Medizin populär, Dezember 2001

"Kreuzschmerz"

Wenn zwei das Gleiche tun, kommt bekanntlich noch lange nicht dasselbe dabei heraus. Auch mit der Last von Schmerzen gehen Menschen sehr verschieden um. Wenn man bei Kreuzschmerzen das Richtige tut, kann man sich aber sehr viel ersparen. Lesen Sie hier, wie.

Im Umgang mit Kreuzschmerzen haben sich zwei Typen herauskristallisiert, erzählt Primarius Univ. Doz. Dr. Friedrich, Orthopädisches Spital in Wien, von den neuesten Erkenntnissen der Experten: „Vermeider“ und „Bewältiger“. Beide Verhaltensweisen sind nachvollziehbar und verständlich. Nur dass die „Vermeider“ sich unter Umständen ein chronisches Leiden mit einem enormen Verlust an Lebensqualität und natürlich auch Kosten einhandeln.

Kurt B. 43, ist ein „Vermeider“. Seine Rückenschmerzen hat er seit dem Wochenende. Da hat er den Keller aufgeräumt und alles mögliche hin und her geschleppt. Dass in seinem Bastelparadies Ordnung herrscht, macht ihn zwar sehr zufrieden, aber das Kreuz, das Kreuz. Nein in die Arbeit kann er heute nicht. Er muss liegen bleiben. Sicher besser, wenn er sich schont. Da könnte ja wer Weiß-Gott-was draus werden... Nach zwei Wochen ist tatsächlich nichts besser geworden.

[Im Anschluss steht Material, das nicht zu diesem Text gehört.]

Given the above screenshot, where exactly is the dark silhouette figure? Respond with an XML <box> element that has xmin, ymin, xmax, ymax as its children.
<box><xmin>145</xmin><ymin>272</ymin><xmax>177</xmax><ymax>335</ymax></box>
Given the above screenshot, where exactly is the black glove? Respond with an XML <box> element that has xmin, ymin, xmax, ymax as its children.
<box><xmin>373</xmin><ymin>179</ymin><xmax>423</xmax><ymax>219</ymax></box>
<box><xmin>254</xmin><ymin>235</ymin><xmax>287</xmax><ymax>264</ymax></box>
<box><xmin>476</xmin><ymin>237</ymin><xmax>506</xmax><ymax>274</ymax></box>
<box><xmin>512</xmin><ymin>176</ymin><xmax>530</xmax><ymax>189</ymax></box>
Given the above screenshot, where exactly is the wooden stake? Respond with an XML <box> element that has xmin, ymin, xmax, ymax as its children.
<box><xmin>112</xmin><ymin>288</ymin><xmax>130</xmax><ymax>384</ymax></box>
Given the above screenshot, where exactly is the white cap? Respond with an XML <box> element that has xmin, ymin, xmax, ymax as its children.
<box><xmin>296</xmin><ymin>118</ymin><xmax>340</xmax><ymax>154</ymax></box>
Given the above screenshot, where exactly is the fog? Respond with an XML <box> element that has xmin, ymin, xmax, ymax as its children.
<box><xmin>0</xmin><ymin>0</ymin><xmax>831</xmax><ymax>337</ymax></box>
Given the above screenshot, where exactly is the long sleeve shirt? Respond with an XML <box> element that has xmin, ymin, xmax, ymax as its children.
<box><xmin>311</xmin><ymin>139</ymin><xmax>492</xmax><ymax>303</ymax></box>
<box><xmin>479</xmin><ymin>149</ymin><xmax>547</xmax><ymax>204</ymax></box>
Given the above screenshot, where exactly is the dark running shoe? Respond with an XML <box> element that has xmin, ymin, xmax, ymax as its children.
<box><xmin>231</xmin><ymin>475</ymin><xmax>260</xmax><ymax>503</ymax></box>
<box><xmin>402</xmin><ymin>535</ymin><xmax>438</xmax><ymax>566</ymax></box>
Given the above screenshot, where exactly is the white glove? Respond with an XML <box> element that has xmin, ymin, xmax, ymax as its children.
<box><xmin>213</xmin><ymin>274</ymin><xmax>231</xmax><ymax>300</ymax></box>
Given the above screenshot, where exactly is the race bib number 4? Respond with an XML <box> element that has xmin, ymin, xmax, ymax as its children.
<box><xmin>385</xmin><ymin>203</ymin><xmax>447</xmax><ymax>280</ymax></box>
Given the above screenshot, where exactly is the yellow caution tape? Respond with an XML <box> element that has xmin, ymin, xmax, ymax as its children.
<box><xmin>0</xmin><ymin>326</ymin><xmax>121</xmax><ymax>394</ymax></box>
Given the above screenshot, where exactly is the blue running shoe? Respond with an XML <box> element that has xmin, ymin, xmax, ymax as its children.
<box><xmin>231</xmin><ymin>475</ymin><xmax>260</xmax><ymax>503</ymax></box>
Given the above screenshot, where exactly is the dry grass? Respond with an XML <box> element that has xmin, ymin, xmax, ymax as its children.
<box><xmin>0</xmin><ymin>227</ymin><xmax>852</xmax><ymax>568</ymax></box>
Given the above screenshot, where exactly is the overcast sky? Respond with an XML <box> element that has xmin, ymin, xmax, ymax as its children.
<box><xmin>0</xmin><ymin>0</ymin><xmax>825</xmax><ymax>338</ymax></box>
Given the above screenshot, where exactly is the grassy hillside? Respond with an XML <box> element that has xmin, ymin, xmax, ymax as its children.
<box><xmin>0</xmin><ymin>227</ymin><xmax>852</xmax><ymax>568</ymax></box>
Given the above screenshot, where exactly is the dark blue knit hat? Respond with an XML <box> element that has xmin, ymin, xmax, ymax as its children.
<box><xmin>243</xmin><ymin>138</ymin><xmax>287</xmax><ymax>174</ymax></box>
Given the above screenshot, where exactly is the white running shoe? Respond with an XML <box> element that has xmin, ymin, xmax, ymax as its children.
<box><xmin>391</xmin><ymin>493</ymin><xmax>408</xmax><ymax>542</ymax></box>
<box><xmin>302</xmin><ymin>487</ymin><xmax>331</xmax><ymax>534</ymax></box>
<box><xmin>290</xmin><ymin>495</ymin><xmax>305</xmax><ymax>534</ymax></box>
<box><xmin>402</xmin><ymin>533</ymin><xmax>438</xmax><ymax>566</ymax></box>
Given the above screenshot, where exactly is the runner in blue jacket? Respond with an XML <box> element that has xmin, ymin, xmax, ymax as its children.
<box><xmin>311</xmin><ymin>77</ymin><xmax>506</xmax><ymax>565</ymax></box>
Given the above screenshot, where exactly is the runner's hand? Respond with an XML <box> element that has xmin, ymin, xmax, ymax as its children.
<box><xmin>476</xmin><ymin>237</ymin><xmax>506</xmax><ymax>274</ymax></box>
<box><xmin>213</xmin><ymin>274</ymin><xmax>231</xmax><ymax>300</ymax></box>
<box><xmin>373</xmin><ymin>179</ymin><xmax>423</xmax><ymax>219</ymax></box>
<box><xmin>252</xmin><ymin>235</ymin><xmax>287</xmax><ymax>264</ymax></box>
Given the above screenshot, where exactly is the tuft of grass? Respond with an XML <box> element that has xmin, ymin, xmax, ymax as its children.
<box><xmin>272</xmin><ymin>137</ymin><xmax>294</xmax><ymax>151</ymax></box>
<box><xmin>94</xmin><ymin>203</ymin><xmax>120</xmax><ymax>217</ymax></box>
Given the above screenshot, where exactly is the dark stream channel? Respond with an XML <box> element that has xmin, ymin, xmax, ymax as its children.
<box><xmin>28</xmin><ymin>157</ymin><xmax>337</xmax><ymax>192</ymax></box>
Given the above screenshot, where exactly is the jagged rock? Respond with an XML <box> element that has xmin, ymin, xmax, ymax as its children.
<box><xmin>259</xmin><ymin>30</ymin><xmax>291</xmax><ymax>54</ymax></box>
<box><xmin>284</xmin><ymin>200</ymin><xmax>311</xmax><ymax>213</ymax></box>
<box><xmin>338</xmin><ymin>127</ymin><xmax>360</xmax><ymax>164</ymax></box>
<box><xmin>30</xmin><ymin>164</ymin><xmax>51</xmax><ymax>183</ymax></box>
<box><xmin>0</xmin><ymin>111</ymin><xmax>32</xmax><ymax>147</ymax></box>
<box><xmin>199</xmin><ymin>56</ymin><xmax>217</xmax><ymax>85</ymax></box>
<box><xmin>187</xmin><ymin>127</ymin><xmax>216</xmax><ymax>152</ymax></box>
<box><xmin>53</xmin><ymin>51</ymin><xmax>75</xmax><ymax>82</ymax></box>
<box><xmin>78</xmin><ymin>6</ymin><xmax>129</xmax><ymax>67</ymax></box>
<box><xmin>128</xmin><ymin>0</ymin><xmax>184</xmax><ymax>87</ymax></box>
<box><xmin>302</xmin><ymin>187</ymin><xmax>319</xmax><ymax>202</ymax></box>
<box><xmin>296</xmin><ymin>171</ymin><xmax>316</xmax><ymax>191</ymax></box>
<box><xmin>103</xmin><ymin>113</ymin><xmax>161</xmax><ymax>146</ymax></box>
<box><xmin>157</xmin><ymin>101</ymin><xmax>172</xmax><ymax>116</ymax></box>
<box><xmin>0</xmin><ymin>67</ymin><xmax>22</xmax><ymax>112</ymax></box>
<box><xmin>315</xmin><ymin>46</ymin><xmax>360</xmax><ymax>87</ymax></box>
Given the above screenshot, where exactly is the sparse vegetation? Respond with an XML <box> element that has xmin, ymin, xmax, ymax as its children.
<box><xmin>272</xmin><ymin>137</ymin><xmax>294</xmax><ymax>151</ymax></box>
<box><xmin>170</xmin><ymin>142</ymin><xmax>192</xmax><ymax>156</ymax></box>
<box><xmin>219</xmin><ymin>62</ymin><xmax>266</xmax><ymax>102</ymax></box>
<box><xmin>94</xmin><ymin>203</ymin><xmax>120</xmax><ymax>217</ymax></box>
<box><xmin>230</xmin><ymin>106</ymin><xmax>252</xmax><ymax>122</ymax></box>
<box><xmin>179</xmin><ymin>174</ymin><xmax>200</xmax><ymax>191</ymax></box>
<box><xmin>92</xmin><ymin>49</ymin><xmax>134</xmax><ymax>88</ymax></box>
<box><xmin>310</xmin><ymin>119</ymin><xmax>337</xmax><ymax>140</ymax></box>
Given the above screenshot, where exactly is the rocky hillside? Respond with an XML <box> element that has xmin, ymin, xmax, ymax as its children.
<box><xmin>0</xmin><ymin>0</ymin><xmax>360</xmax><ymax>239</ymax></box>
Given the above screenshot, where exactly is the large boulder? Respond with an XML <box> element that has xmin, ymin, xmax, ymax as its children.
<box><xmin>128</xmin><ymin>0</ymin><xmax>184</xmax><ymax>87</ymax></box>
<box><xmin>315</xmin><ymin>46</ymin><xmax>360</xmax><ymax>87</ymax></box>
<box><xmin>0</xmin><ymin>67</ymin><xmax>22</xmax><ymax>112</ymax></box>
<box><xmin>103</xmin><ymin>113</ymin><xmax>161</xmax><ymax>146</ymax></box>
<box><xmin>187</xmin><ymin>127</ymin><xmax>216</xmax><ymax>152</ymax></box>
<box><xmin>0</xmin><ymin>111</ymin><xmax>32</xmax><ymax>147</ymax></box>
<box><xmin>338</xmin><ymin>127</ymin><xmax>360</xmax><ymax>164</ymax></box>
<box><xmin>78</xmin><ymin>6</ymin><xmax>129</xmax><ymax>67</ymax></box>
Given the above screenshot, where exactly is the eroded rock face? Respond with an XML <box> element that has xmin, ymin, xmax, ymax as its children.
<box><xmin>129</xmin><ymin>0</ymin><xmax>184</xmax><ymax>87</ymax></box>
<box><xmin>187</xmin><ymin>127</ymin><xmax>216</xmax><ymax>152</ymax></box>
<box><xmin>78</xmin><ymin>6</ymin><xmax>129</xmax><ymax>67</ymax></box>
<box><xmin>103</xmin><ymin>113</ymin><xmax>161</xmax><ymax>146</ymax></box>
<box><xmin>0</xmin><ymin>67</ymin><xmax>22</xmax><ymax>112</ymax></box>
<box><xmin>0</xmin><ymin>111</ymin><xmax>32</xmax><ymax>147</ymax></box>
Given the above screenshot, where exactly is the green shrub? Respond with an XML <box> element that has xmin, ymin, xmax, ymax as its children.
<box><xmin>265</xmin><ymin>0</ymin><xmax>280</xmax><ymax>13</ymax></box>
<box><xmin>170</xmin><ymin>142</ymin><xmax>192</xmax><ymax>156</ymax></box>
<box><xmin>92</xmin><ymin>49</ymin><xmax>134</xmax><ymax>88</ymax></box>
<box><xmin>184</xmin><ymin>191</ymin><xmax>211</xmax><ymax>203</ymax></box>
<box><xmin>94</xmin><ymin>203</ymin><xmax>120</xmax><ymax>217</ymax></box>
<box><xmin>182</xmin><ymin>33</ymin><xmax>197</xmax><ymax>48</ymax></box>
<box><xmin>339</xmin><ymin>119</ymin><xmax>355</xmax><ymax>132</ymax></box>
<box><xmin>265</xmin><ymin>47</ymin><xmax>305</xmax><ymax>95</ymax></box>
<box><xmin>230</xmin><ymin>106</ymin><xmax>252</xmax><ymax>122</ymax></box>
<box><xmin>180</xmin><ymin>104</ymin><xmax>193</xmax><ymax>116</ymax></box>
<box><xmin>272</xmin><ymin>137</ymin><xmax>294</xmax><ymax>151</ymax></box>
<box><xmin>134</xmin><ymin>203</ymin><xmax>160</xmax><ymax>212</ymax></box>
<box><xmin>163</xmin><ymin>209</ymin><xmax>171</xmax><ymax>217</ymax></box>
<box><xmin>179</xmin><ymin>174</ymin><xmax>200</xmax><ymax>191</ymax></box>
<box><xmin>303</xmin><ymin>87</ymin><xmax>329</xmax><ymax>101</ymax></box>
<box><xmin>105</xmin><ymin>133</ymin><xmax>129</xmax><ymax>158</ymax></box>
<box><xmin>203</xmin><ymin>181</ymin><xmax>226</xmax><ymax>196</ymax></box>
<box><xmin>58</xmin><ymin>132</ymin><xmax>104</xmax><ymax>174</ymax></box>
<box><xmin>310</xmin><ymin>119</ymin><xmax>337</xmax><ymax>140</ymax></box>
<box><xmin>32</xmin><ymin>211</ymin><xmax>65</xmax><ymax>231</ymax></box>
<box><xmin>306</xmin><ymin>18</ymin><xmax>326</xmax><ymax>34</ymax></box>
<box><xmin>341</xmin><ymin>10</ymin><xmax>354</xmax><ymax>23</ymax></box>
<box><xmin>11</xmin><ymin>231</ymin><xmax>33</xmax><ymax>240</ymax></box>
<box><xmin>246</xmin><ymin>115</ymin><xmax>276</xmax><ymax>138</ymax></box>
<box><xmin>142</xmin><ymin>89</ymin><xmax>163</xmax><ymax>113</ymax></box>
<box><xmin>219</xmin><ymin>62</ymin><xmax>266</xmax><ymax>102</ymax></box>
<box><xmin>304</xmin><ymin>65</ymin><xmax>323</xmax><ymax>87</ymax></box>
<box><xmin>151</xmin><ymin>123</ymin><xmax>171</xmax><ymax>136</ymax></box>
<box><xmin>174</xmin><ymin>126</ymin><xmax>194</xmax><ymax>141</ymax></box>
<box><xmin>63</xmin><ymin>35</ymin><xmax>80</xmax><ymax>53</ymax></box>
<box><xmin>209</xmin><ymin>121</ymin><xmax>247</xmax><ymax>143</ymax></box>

Frieda M. 48, gehört zu den „Bewältigern“. Seit ein paar Tagen tut ihr der Rücken weh. Seit einiger Zeit ist im Büro wahnsinnig viel zu tun. Sie schreibt und schreibt und schreibt... Wenn Frieda nach Hause kommt, ist auch nicht viel mit Ausruhen. Es entspricht auch gar nicht ihrem Charakter. Sie hat sogar das Bedürfnis, sich trotz Rückenschmerzen mehr zu bewegen. Sie nimmt leichte Schmerzmittel. In der Mittagspause verzichtet sie auf den rituellen Kaffeehausbesuch, sondern geht mit ihrer Kollegin spazieren. Nach zwei Wochen geht es ihr viel besser.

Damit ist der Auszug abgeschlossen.